Addison at the shelter
Addison on couch

Daisy is the adorable poster child for how important licensing and microchipping is. She has been in and out of the shelter for over a year. And we had to spend a pretty penny getting this one’s ACL repaired!

Daisy's face
Daisy's face

To what extent are pet license fees contributing to your overall budget? Currently 3%, but we are hoping for it to be 7%.

Do you have any specific advice for pet owners that you’d like to share? Yes, I hope everyone understands how important licensing and microchipping is - which includes keeping it current and renewing your license and updating information when needed.
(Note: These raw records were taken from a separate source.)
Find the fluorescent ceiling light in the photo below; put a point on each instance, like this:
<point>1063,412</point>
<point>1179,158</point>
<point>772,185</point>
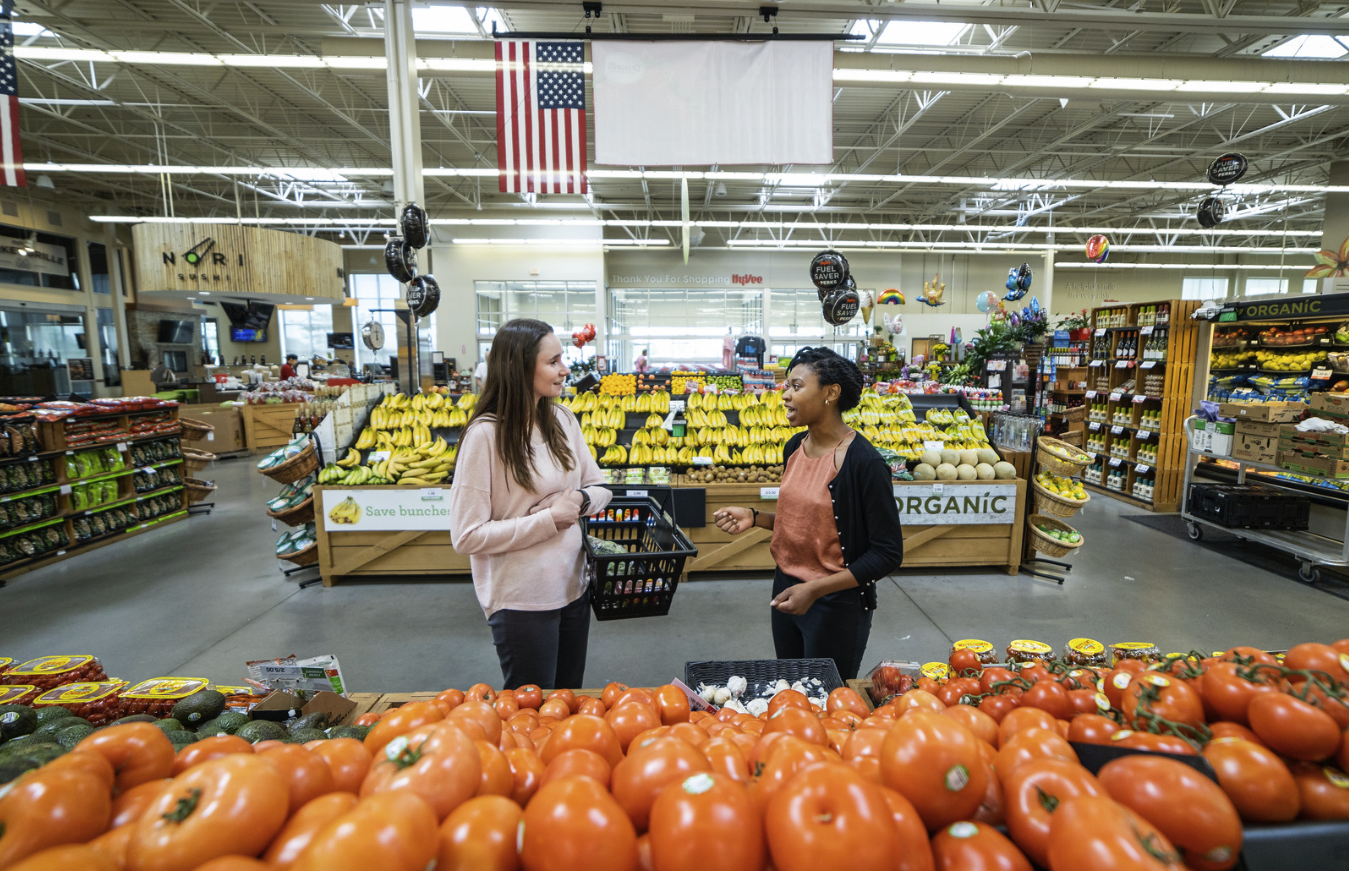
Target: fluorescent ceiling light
<point>1309,46</point>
Especially when people move, they need to keep their information current. The animals themselves don’t have a voice so these tools act as their voice to get them home.

A new furry friend in your life needs time to adjust to their new environment. They are not like a toy you pull out of a box which immediately works the way you want it to, but if you have the patience to let them heal and learn to trust, you can work it out together.

Is there anything else you want to let us know so we can get the word out? We’re working really hard to think outside of the box in terms of raising money. This time of the year is our time to plan for next year, and it’s been an added challenge to raise money with COVID-19.

Shelters are not just shelters anymore; there’s a lot that goes on behind the scenes in the shelter and rescue world. Shelters are resource guides, and they try to help with the behavioral and medical issues to help each pet be healthy and happy in their new lives.